I’ve been trying to replicate the best Shepherd’s Pie I ever had the pleasure of eating; I had it while I was in London a few years ago.  This isn’t exactly it, since the one I ate had chunks of lamb, but it’s close enough in flavour to have made me smile.  A very large smile.

If you have a meat and potatoes lover in your household, I can guarantee that they will really enjoy this dish!  If you are faint of heart in the lamb department, just substitute some ground beef.


Shepherd's Pie aka Cottage Pie (if made with beef)
Shepherd's Pie is the name of this dish if it is made with lamb or mutton, since the association of the shepherd with his sheep. It's Cottage Pie if it is made with beef or any other meat. This wisdom according to Wikipedia, but you just call it what you want.
Recipe type: Main Dish
  • 2 pounds ground lamb
  • 2 large carrots, peeled, diced
  • 1 large onion, peeled, diced
  • 1 sweet red pepper, diced
  • 1 tablespoon Herbes de Provence
  • ¼ teaspoon sage
  • 1 teaspoon garlic powder
  • salt and pepper to taste
  • 4 tablespoons all-purpose flour
  • ½ cup brandy
  • ¼ cup port wine
  • 2 cups beef stock
  • 2 cups sweet green peas, uncooked (frozen work great here and no need to thaw)
  • 4 medium russet potatoes, peeled, diced and cooked in salted water
  • 2 tablespoons butter, melted
  • 4 tablespoons sour cream
  • ¼ cup cream
  • 1 ounce Asiago cheese, micro-planed
  • pepper, to taste
  1. In a large skillet, brown the ground lamb over medium heat, breaking the lamb up as it cooks.
  2. Once browned, using a slotted spoon, remove the cooked lamb to a bowl and set aside.
  3. Drain all but about 1 tablespoon of the fat from the skillet.
  4. Add the carrots, onion, red pepper.
  5. Sprinkle with the Herbes de Provence, sage, garlic powder and salt and pepper.
  6. Saute until the vegetables are slightly soft, about 6 minutes.
  7. Sprinkle the flour over the carrots, onions and peppers and continue to cook for about 4 minutes.
  8. Add the brandy, port and beef stock and stir.
  9. Add the browned lamb back into the vegetable and stock mixture.
  10. Allow to cook until the gravy formed by the stock and flour has thickened.
  11. Remove from heat and allow to cool.
  12. Once cool, add the frozen peas.
  13. Transfer the meat and vegetable mixture to a greased casserole dish.
  14. Put the cooked potatoes through a ricer into a large bowl, or mash in the method you prefer.
  15. Add the butter, sour cream, cream, Asiago cheese and pepper and stir to mix. You will want the potatoes to be a bit on the stiff side.
  16. Either pipe or spread the potatoes over the top of the meat/vegetable mixture.
  17. Bake in a 350 F oven until bubbling and the potatoes are browned on top. You may need/want to turn on the broiler for few minutes to finish them nicely.

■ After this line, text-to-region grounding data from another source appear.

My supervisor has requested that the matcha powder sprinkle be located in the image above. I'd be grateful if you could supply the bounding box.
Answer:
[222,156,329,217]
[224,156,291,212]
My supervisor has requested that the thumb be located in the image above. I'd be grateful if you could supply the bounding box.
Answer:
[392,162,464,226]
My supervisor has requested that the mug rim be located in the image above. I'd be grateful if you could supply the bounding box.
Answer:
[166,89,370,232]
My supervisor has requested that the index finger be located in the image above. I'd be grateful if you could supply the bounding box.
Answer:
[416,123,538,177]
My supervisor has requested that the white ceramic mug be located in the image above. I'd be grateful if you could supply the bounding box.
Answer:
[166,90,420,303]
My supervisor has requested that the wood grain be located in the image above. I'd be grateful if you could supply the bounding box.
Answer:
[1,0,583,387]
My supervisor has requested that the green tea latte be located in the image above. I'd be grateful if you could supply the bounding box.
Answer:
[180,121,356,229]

Diced carrots, onion and sweet red pepper…

Allowing the gravy to thicken…

Meat thickened, peas added, in the casserole…

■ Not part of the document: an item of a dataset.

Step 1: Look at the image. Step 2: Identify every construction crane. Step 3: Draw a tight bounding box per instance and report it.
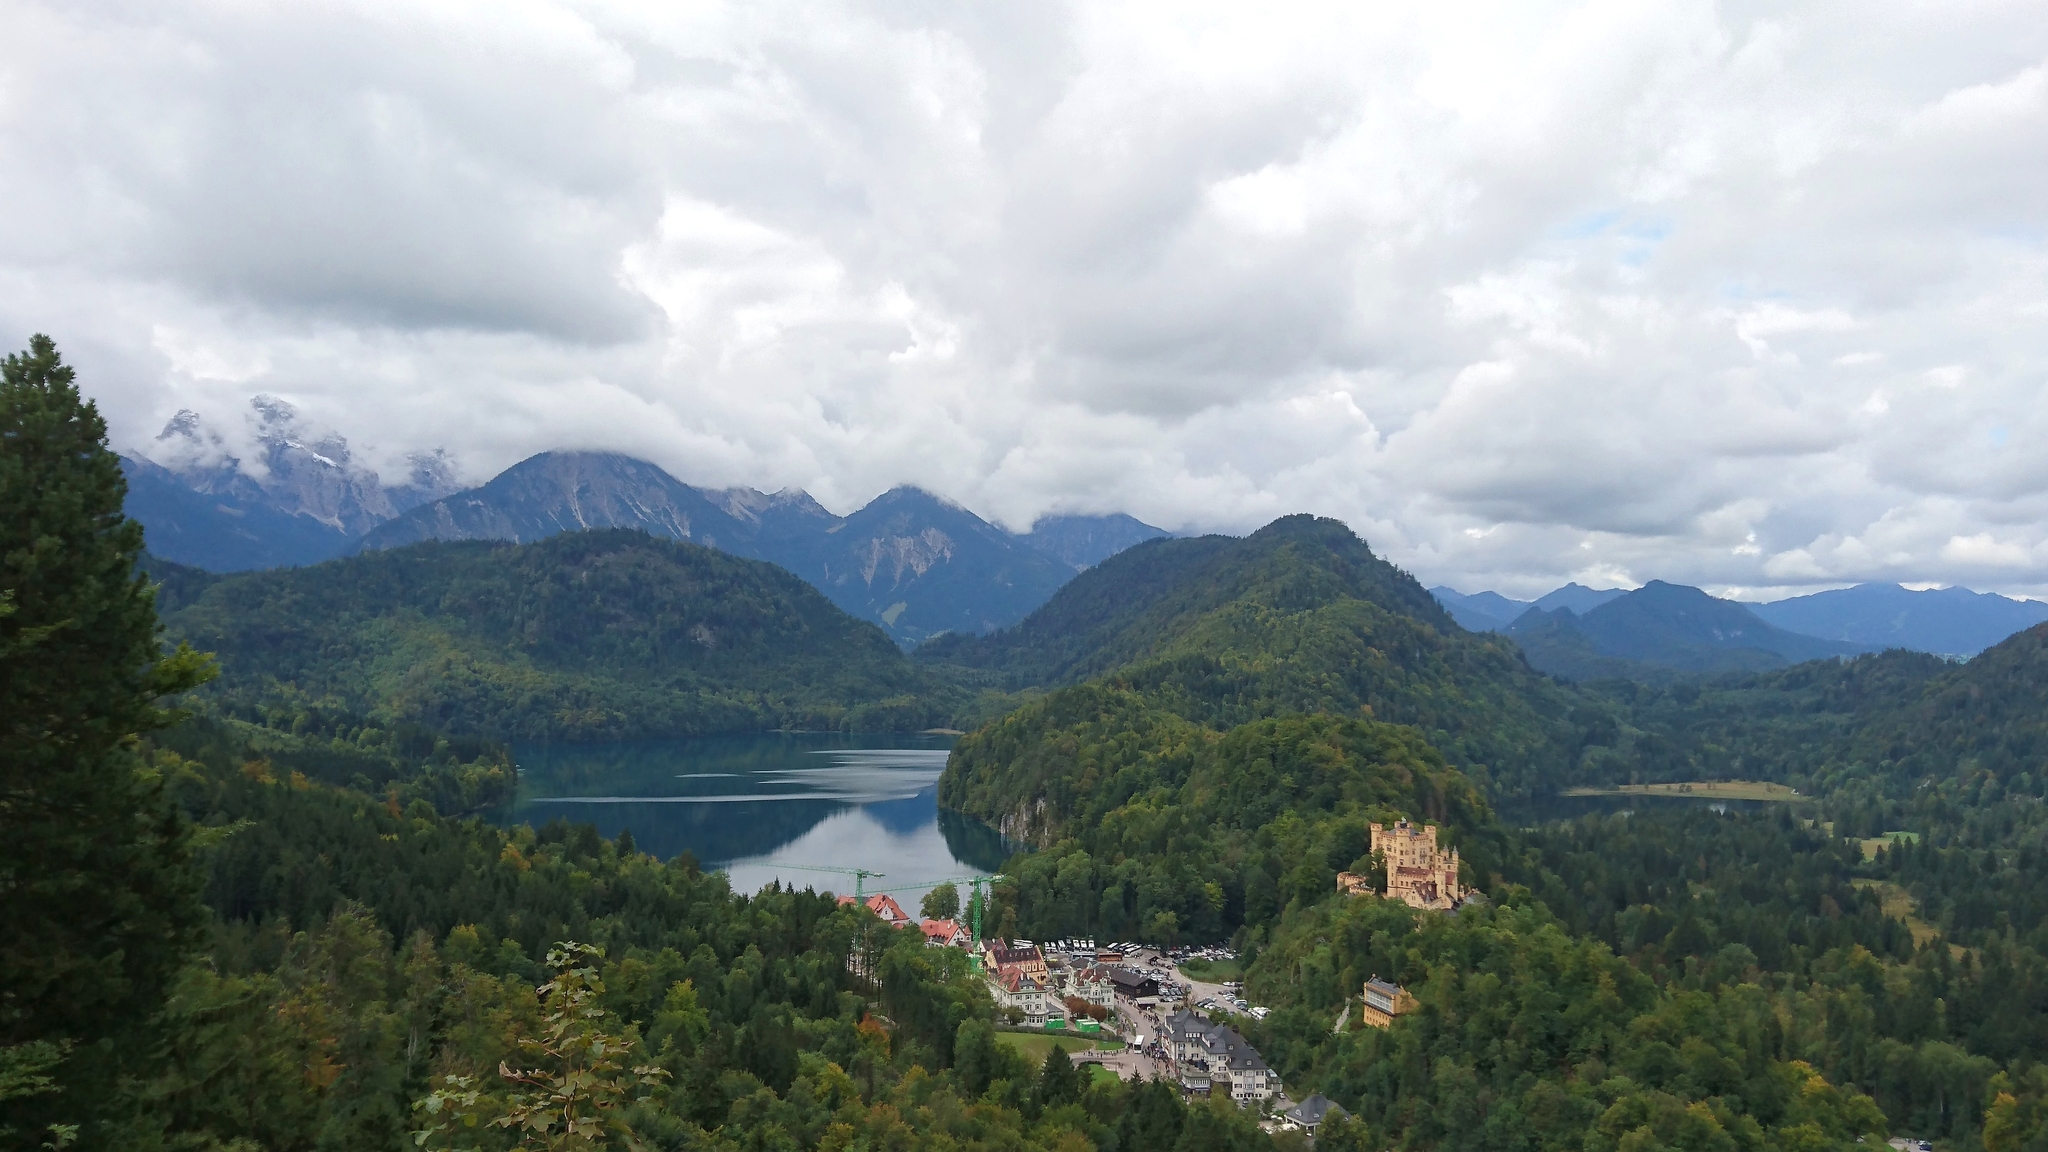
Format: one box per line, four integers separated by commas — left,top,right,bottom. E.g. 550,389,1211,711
776,865,886,899
869,874,1005,941
781,868,1006,941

Mashed potatoes ready for the pastry bag for piping…

Ready for the oven…

Hot out of the oven…beautifully browned potatoes…

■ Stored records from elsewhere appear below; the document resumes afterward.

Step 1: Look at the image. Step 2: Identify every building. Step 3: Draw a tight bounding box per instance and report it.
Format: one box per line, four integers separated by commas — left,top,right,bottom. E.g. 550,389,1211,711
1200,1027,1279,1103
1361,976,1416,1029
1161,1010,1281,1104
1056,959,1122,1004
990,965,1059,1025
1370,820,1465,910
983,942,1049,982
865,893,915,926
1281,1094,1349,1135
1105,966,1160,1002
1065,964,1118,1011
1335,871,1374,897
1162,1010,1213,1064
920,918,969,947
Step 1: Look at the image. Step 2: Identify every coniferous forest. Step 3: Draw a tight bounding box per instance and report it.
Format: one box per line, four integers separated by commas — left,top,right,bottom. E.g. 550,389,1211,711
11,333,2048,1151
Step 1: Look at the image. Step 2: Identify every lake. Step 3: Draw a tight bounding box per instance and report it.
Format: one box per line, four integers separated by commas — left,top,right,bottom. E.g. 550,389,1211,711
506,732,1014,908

About P ~ The Saucy Southerner

I started cooking when I was ten years old. For me, the process of cooking, from inception of a dish, to the execution, to the washing of the pots is sheer delight. I am now retired from a business I still own, in partnership with my husband. I used to work six days a week and still cook every night. Now, I'm gardening, still cooking, always having fun and hoping to share my joy with you. Thank you for reading...and commenting! P~
This entry was posted in Entrée, Meats, Savory Pies, Vegetables. Bookmark the permalink.

2 Responses to Shepherd’s Pie aka Cottage Pie

  1. Becky says:

    Geez…Dad was right: You learn something new every single day…IF you pay attention! And P., you have enlightened me! Shepherd’s Pie…LAMB. Shepherd…Lamb…Flock…Hillside…Sheepdog…Geez! It has all come together, and now I know why it is called Shepherd’s Pie. How absolutely COOOL is that???!